How about the LinkedHashMap?

It is very good for iteration. It can also keep track of the latest object inserted if you want that as well.

Is there a reason that you need to use indices to identify the objects rather than just their references?

At the moment no, but it does have its uses. If you want to save then load your game state, using the references would get a bit tricky.

Not if you make your classes serialisable. And if you use the references then you can do what you want with a linked list of weak references, and avoid having to reimplement GC.

According to your time complexity requirements ryanm gave you the correct answer. In general linked list is the answer to the time complexity needs. While insertions and deletions are very fast with a linked list you will often realize that an array is fine.

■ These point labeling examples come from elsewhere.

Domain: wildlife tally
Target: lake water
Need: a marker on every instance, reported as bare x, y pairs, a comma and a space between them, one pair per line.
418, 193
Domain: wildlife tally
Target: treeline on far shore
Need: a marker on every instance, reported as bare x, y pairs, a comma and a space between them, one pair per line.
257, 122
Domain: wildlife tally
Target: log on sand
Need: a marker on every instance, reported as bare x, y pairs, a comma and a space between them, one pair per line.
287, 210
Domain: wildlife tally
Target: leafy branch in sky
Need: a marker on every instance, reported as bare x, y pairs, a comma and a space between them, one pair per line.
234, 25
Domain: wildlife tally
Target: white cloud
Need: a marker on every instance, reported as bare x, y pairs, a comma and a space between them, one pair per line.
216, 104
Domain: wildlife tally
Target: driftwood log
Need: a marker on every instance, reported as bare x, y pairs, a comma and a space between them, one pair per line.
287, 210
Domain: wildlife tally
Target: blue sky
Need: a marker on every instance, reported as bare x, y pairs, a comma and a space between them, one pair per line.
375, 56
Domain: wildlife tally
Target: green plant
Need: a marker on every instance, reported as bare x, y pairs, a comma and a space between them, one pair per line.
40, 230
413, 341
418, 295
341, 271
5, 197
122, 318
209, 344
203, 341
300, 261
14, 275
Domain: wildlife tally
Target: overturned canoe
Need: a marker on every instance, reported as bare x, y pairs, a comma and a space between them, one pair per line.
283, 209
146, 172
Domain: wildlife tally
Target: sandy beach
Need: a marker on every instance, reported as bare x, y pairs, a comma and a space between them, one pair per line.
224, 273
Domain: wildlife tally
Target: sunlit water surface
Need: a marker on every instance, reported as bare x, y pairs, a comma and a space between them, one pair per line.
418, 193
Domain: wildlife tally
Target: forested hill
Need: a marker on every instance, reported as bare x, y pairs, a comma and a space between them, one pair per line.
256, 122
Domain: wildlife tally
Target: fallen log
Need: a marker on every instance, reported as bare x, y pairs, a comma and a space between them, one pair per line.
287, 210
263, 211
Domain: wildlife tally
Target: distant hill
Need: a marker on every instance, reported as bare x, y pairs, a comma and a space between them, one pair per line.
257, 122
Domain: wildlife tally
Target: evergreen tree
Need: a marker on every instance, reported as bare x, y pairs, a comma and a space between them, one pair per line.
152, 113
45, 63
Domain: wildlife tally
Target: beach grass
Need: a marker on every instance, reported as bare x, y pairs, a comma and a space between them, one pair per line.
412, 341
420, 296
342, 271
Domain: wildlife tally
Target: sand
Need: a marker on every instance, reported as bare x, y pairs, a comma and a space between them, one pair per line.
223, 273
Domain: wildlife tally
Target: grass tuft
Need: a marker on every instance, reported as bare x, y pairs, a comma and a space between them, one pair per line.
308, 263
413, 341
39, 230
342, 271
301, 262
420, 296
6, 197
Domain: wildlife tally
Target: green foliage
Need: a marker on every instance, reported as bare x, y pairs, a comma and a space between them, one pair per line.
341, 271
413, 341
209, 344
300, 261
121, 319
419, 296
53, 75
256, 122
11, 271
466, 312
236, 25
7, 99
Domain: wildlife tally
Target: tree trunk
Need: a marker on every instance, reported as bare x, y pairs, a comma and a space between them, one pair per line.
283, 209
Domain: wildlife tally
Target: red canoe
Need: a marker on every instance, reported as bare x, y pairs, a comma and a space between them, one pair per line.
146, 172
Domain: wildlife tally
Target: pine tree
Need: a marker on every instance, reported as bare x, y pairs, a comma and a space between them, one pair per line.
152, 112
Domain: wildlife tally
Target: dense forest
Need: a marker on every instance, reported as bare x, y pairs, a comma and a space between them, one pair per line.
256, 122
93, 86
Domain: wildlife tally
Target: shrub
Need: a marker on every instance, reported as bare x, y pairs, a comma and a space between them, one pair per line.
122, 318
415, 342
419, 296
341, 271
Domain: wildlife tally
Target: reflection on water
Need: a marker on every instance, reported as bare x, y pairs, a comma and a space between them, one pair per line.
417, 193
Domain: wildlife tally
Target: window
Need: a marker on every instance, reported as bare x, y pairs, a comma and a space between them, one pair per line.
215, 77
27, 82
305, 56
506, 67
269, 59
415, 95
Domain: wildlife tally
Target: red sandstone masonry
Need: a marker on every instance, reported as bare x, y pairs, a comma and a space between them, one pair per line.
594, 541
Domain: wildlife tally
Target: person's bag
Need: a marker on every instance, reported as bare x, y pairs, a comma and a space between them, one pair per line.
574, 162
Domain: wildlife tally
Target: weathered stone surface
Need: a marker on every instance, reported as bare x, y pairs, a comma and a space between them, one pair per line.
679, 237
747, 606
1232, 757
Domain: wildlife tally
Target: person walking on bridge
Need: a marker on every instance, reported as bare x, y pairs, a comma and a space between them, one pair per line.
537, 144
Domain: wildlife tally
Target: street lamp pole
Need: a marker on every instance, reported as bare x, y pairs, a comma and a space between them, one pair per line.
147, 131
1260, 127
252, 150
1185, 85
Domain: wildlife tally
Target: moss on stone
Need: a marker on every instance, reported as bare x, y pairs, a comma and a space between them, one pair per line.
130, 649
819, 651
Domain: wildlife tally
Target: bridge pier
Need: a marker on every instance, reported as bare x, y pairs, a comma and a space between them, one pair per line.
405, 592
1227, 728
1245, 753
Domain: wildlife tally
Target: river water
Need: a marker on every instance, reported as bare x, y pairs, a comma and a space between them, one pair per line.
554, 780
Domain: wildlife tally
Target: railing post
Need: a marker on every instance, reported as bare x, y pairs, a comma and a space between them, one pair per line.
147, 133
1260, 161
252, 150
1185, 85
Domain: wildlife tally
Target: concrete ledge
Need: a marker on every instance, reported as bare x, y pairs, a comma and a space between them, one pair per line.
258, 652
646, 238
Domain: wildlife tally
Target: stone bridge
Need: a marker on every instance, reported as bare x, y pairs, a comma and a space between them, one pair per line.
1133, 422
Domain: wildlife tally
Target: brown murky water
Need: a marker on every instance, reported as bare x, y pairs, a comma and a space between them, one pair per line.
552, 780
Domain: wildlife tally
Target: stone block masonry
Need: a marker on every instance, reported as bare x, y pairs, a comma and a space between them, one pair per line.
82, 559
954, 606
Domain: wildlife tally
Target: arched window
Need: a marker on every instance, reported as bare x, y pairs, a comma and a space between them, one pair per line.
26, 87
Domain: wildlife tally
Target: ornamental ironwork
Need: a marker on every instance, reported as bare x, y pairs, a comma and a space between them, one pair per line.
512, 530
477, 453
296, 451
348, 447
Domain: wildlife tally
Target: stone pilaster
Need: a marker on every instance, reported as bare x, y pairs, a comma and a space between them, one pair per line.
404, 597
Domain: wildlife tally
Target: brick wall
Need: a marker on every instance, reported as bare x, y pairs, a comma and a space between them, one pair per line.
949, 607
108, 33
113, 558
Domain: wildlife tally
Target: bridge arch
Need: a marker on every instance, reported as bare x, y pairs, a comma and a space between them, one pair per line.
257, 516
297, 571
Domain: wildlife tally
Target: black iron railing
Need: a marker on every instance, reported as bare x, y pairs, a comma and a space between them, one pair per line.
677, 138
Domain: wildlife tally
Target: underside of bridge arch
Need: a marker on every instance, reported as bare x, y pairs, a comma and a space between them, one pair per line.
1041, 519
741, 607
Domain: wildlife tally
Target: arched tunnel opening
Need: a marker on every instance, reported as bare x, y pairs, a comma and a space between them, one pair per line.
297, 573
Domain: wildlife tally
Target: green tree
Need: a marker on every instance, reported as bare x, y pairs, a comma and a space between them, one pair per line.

A double linked list, with two forward and two backward links: one for any next/previous element and one for next/previous non-null element if the element is non-null (else it could refer to the null previous/next).
If you need to fast refer to any elements by index, then have also an array pointing to them as well.
The tricky part on those links would be to update them when null becomes non-null and vice versa (although that’s when the array can come handy as well, by sequentially scanning forward and backward from updated location/index).

The LinkedHashSet achieves what I needed. I forgot that that was included in the collections framework. The performance may not have the best constants, but unless that ends up being a problem, no reason not to use it.